Q. So they averaged the 100 faculty members’ opinions about which characteristics are important, assigned weights to the variables, and graded the 30 programs that way?
A. That’s the basic idea. But they actually didn’t use the simple kind of regression you’re thinking of. They used a statistical technique called “random halves.”
Here’s how the process works: They randomly select half of the survey responses (in our scenario, 50 responses). Then they statistically compare them to the programs’ characteristics and come up with a rank-order list: Columbia University is No. 1, New York University is No. 2, and so on.
Then they randomly select another batch of 50 surveys, and repeat the process. This time, the weights assigned to each program characteristic will be slightly different because the group of surveys is different. So, in turn, they’ll produce a slightly different rank-order list of programs.
Then they go through those steps again and again. They repeat the random-halves process 500 times.
Q. So then how do they then create a range of S-rankings for each program?
A. Let’s say here that we’re concerned with the University of Illinois’s art-history program. The NRC’s last step was to eliminate Illinois’s best 25 rankings (the top 5 percent) and its worst 25 rankings (the bottom 5 percent). We’re now left with 90 percent of the 500 rankings Illinois received in the random-halves process. Its best remaining ranking is its 5th percentile S-ranking, and its lowest remaining ranking is its 95th-percentile ranking.
So when the NRC report says that Illinois’s 5th-percentile S-ranking is 24 and its 95th-percentile S-ranking is 38, that means something like the following: We can say with 90-percent confidence that Illinois’s “true” rank in the NRC’s analysis is somewhere between 24 and 38.
Q. There are also “dimensional” rankings related to these S-rankings, right?
A. Those are subcategories. They cover faculty research activity, student support and outcomes, and diversity of the program environment. They’re presented in the same 5th-to-95th-percentile range as the other rankings.
Q. OK. So what about the R-rankings?
A. Those rankings are based indirectly on surveys of faculty members’ opinions of specific programs. Faculty members were asked to grade a sample of programs in their field on a scale of 1 to 6.
Q. So they used those surveys to create reputational rankings?
A. It’s not that simple. Using the same random-halves method, the NRC compared those survey responses to the actual characteristics of all the programs in the field. So if faculty members collectively said that they admired Columbia University’s art-history program, then programs that had very similar characteristics to Columbia were ranked similarly high.

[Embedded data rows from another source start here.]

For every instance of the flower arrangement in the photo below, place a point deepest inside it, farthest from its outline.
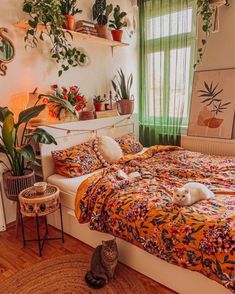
(63, 100)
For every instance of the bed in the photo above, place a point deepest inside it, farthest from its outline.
(131, 253)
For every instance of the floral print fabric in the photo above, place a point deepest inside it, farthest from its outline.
(200, 237)
(129, 144)
(76, 161)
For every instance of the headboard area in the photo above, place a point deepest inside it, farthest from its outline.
(73, 133)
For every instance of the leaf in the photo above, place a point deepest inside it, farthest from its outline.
(32, 112)
(42, 136)
(8, 132)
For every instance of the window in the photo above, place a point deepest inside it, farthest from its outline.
(170, 63)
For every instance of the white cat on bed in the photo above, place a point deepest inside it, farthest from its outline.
(191, 193)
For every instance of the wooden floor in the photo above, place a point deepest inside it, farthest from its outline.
(13, 257)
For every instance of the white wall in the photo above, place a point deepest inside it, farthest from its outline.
(35, 69)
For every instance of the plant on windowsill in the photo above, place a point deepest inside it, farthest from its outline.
(69, 10)
(101, 13)
(16, 145)
(117, 23)
(46, 20)
(122, 87)
(98, 103)
(207, 9)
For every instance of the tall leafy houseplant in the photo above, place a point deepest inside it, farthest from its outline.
(101, 12)
(118, 23)
(16, 145)
(122, 87)
(46, 20)
(69, 10)
(206, 9)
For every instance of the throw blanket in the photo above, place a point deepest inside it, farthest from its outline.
(200, 237)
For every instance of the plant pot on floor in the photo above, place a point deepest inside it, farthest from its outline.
(102, 31)
(125, 106)
(70, 22)
(99, 106)
(117, 35)
(13, 185)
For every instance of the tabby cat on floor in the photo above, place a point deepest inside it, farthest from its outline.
(103, 264)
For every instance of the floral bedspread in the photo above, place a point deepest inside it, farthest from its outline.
(200, 237)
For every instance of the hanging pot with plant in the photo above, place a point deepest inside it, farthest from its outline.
(69, 10)
(101, 13)
(122, 88)
(46, 20)
(117, 24)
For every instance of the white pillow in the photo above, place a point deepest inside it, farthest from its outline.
(108, 149)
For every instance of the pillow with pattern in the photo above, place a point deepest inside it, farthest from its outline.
(77, 160)
(129, 144)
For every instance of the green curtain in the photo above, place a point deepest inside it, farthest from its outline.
(167, 49)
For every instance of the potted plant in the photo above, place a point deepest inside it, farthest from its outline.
(69, 10)
(98, 103)
(117, 24)
(46, 20)
(63, 103)
(101, 12)
(16, 144)
(122, 87)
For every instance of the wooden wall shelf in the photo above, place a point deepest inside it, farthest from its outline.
(80, 36)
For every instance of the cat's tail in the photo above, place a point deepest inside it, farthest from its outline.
(94, 283)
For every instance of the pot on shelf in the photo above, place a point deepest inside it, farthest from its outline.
(99, 106)
(102, 31)
(13, 185)
(86, 115)
(125, 106)
(117, 35)
(70, 22)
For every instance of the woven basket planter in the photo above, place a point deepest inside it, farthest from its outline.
(13, 185)
(125, 106)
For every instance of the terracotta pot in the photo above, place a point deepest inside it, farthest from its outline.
(70, 22)
(102, 31)
(13, 185)
(125, 106)
(117, 35)
(213, 123)
(86, 115)
(99, 106)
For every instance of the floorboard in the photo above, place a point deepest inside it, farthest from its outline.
(14, 257)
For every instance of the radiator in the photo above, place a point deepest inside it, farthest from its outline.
(209, 145)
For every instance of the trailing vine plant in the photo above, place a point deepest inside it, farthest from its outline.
(46, 20)
(206, 11)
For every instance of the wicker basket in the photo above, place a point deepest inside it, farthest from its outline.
(13, 185)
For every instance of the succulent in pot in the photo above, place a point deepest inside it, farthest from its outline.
(122, 87)
(117, 23)
(98, 103)
(69, 10)
(16, 145)
(101, 12)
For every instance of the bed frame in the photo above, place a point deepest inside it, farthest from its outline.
(176, 278)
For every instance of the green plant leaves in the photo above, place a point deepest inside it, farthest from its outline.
(42, 136)
(32, 112)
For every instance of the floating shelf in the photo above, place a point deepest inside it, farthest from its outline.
(80, 36)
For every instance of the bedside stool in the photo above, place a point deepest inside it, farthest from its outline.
(36, 205)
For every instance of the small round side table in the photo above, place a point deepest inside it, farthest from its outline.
(36, 205)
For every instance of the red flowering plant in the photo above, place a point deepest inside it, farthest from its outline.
(63, 100)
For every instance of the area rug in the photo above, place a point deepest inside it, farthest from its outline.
(65, 275)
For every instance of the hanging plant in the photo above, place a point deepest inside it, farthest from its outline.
(206, 9)
(46, 20)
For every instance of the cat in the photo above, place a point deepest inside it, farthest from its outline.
(103, 264)
(191, 193)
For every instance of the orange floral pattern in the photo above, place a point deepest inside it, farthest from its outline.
(77, 160)
(129, 144)
(200, 237)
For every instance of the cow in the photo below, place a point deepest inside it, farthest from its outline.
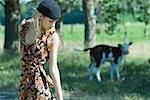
(101, 53)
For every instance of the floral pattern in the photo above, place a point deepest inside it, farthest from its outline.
(35, 84)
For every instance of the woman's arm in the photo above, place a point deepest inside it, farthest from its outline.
(54, 71)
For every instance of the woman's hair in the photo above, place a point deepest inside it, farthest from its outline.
(37, 21)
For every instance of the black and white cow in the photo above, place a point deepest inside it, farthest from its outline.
(102, 53)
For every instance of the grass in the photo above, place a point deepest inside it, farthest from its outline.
(73, 66)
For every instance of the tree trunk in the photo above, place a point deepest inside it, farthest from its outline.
(90, 23)
(12, 18)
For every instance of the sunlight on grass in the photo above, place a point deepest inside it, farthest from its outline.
(135, 70)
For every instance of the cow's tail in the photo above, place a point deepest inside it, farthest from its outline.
(87, 49)
(81, 50)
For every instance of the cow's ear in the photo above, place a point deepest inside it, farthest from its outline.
(130, 43)
(119, 45)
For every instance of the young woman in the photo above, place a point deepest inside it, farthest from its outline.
(38, 43)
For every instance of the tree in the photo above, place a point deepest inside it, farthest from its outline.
(66, 6)
(12, 18)
(90, 23)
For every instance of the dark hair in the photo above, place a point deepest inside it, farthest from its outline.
(50, 9)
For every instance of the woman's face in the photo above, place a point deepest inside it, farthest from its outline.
(47, 23)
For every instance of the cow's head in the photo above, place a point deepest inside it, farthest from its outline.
(124, 47)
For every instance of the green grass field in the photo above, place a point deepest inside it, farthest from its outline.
(135, 72)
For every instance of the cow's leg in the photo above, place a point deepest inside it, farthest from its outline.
(98, 76)
(91, 69)
(117, 67)
(112, 68)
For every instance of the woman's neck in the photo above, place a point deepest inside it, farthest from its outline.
(48, 29)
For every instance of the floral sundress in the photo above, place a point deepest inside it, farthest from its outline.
(35, 83)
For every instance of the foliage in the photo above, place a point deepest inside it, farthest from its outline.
(113, 12)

The basic idea was to discover discrepancies between the characteristics that faculty members said were important and the characteristics that they (perhaps unconsciously) seemed to value when they rated actual programs. (You might tell a surveyor that nutrition is the most important quality of a restaurant, but when you’re asked to rate specific restaurant chains, it might become apparent that you actually value low prices.)
The NRC says that the R-rankings and S-rankings should be regarded as equally valid.